The Tombs Of KÔR.

AFTER the prisoners had been removed Ayesha waved her hand, and the spectators turned round, and began to crawl off down the cave like a scattered flock of sheep. When they were a fair distance from the daïs, however, they rose and walked away, leaving the Queen and myself alone, with the exception of the mutes and the few remaining guards, most of whom had departed with the doomed men. Thinking this a good opportunity, I asked She to come and see Leo, telling her of his serious condition; but she would not, saying that he certainly would not die before the night, as people never died of that sort of fever except at nightfall or dawn. Also she said that it would be better to let the sickness spend its course as much as possible before she cured it. Accordingly, I was rising to leave, when she bade me follow her, as she would talk with me, and show me the wonders of the caves.

I was too much involved in the web of her fatal fascinations to say her no, even if I had wished, which I did not. She rose from her chair, and, making some signs to the mutes, descended from the daïs. Thereon four of the girls took lamps, and ranged themselves two in front and two behind us, but the others went away, as also did the guards.

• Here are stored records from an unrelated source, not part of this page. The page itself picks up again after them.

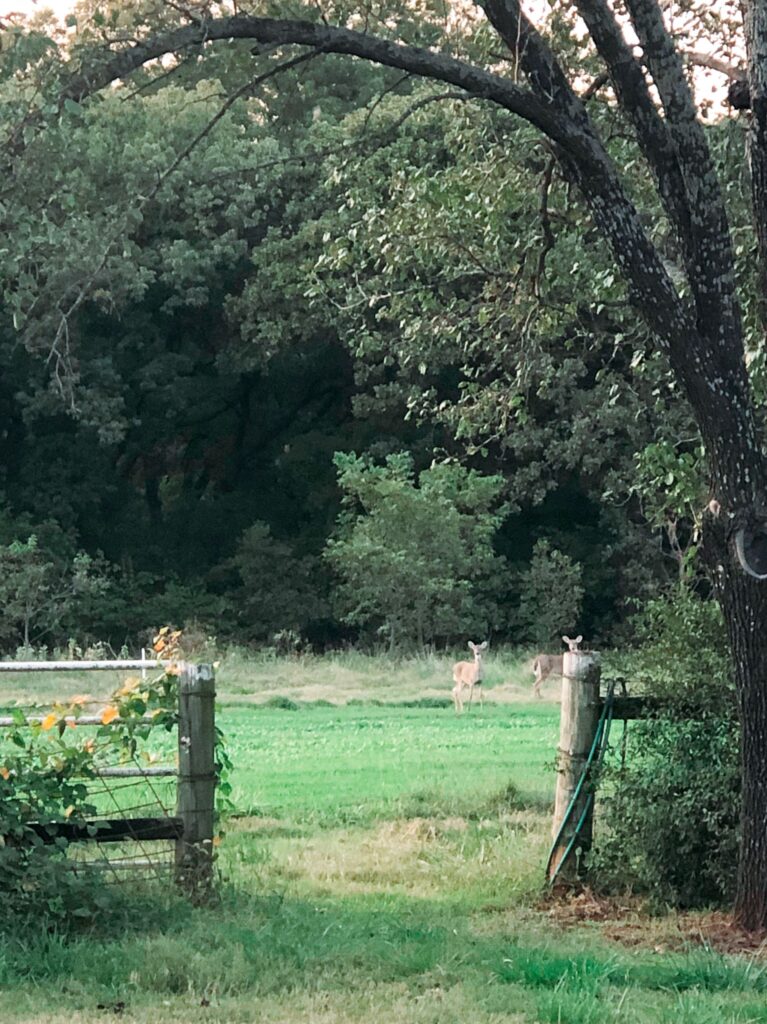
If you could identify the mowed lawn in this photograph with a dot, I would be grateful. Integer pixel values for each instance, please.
(385, 862)
(358, 762)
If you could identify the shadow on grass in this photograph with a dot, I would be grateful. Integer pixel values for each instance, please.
(271, 944)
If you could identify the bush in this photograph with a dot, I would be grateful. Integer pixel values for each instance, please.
(670, 815)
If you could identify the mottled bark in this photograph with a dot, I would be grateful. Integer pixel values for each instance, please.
(756, 45)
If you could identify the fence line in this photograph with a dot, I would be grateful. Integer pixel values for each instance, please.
(71, 666)
(190, 828)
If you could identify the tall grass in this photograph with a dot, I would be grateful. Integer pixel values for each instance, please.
(385, 863)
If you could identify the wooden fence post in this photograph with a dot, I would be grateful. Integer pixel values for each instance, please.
(580, 718)
(197, 778)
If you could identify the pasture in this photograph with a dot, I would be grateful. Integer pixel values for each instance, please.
(385, 861)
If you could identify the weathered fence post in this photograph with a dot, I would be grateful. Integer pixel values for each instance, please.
(580, 718)
(197, 778)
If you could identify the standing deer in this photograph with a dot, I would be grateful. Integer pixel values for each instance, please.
(546, 664)
(468, 674)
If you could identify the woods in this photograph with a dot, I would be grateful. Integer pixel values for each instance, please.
(213, 299)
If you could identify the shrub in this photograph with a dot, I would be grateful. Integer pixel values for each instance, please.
(670, 815)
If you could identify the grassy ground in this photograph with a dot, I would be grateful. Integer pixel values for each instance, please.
(386, 863)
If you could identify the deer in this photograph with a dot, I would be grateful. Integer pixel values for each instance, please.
(545, 665)
(468, 674)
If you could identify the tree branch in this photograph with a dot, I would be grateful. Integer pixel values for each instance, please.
(712, 274)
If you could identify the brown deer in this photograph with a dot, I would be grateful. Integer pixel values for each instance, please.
(468, 674)
(545, 665)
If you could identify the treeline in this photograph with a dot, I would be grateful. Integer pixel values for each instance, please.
(355, 371)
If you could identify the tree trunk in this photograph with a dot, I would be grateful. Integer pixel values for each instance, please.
(743, 601)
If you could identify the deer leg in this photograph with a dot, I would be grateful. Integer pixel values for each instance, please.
(457, 699)
(539, 682)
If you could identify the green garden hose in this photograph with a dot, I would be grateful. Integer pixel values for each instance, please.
(596, 756)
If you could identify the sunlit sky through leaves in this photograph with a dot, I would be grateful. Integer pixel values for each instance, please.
(711, 85)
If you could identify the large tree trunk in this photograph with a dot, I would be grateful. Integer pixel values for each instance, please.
(743, 601)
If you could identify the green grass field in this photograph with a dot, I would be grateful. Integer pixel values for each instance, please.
(385, 862)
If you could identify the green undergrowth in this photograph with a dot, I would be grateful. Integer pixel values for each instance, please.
(385, 862)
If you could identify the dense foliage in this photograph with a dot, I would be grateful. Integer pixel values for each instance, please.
(672, 790)
(212, 301)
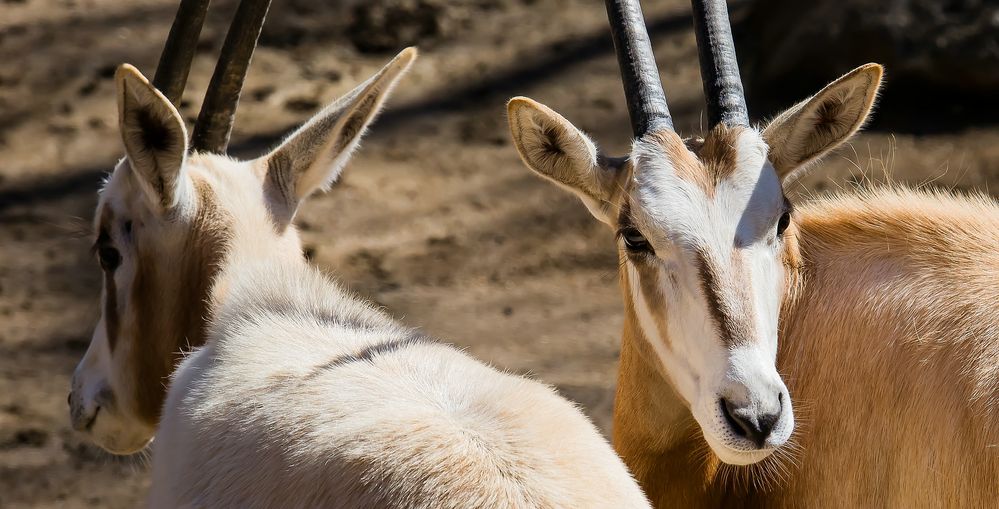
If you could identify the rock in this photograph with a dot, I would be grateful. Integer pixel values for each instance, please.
(938, 54)
(390, 25)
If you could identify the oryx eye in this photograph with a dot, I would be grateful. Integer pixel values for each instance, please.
(634, 241)
(109, 257)
(783, 223)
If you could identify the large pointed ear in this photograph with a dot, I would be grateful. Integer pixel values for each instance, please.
(154, 136)
(312, 157)
(558, 151)
(813, 127)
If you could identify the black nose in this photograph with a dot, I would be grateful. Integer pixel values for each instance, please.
(750, 422)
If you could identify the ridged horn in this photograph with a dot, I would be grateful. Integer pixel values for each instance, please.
(178, 52)
(643, 89)
(211, 131)
(726, 100)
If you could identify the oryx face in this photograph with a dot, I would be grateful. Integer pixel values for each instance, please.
(703, 236)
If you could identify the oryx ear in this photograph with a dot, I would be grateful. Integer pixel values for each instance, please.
(312, 157)
(154, 136)
(813, 127)
(555, 149)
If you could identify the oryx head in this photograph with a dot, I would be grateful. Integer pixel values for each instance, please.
(705, 233)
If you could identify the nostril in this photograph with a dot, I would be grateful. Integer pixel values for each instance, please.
(752, 425)
(90, 423)
(736, 424)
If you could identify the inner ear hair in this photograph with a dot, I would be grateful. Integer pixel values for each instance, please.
(553, 147)
(813, 127)
(154, 136)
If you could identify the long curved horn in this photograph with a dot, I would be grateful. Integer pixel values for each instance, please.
(211, 132)
(642, 87)
(726, 101)
(178, 52)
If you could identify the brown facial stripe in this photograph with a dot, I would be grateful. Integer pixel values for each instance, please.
(169, 302)
(732, 328)
(648, 281)
(111, 317)
(715, 160)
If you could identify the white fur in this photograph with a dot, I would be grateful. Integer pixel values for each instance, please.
(305, 396)
(252, 420)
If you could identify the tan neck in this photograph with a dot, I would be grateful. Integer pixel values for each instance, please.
(654, 431)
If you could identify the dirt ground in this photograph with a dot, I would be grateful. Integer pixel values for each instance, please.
(435, 218)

`Now,' she said, `wouldst thou see some of the wonders of this place, oh Holly? Look upon this great cave. Sawest thou ever the like? Yet was it, and many more like it, hollowed by the hands of the dead race that once lived here in the city on the plain. A great and a wonderful people must they have been, those men of Kôr, but, like the Egyptians, they thought more of the dead than of the living. How many men, thinkest thou, working for how many years, did it need to the hollowing out this cave and all the galleries thereof?'

`Tens of thousands,' I answered.

`So, oh Holly. This people was an old people before the Egyptians were. A little can I read of their inscriptions, having found the key thereto -- and, see thou here, this was one of the last of the caves that they hollowed,' and, turning to the rock behind her, she motioned the mutes to hold up the lamps. Carven over the daîs was the figure of an old man seated in a chair, with an ivory rod in his hand. It struck me at once that his features were exceedingly like those of the man who was represented as being embalmed in the chamber where we took our meals. Beneath the chair, which, by the way was shaped exactly like the one in which Ayesha had sat to give judgment, was a short inscription in the extraordinary characters of which I have already spoken, but which I do not remember sufficient of to illustrate. It looked more like Chinese writing than any other that I am acquainted with. This inscription Ayesha proceeded, with some difficulty and hesitation, to read aloud and translate. It ran as follows: --

`In the year four thousand two hundred and fifty-nine from the founding of the City of imperial Kôr was this cave (or burial place) completed by Tisno, King of Kôr, the people thereof and their slaves having laboured thereat for three generations, to be a tomb for their citizens of rank who shall come after. May the blessing of the heaven above the heaven rest upon their work, and make the sleep of Tisno, the mighty monarch, the likeness of whose features is graven above, a sound and happy sleep till the day of awakening,1 and also the sleep of his servants, and of those of his race who, rising up after him, shall yet lay their heads as low.'

`Thou seest, oh Holly,' she said, `this people founded the city, of which the ruins yet cumber the plain yonder, four thousand years before this cave was finished. Yet, when first mine eyes beheld it two thousand years ago, was it even as it is now. Judge, therefore, how old must that city have been! And now, follow thou me, and I will show thee after what fashion this great people fell when the time was come for it to fall,' and she led the way down to the centre of the cave, stopping at a spot where a round rock had been let into a kind of large manhole in the flooring, accurately filling it just as the iron plates fill the spaces in the London pavements down which the coals are thrown. `Thou seest,' she said. `Tell me, what is it?'

`Nay, I know not,' I answered; whereon she crossed to the left-hand side of the cave (looking towards the entrance) and signed to the mutes to hold up the lamps. On the wall was something painted with a red

  By PanEris using Melati.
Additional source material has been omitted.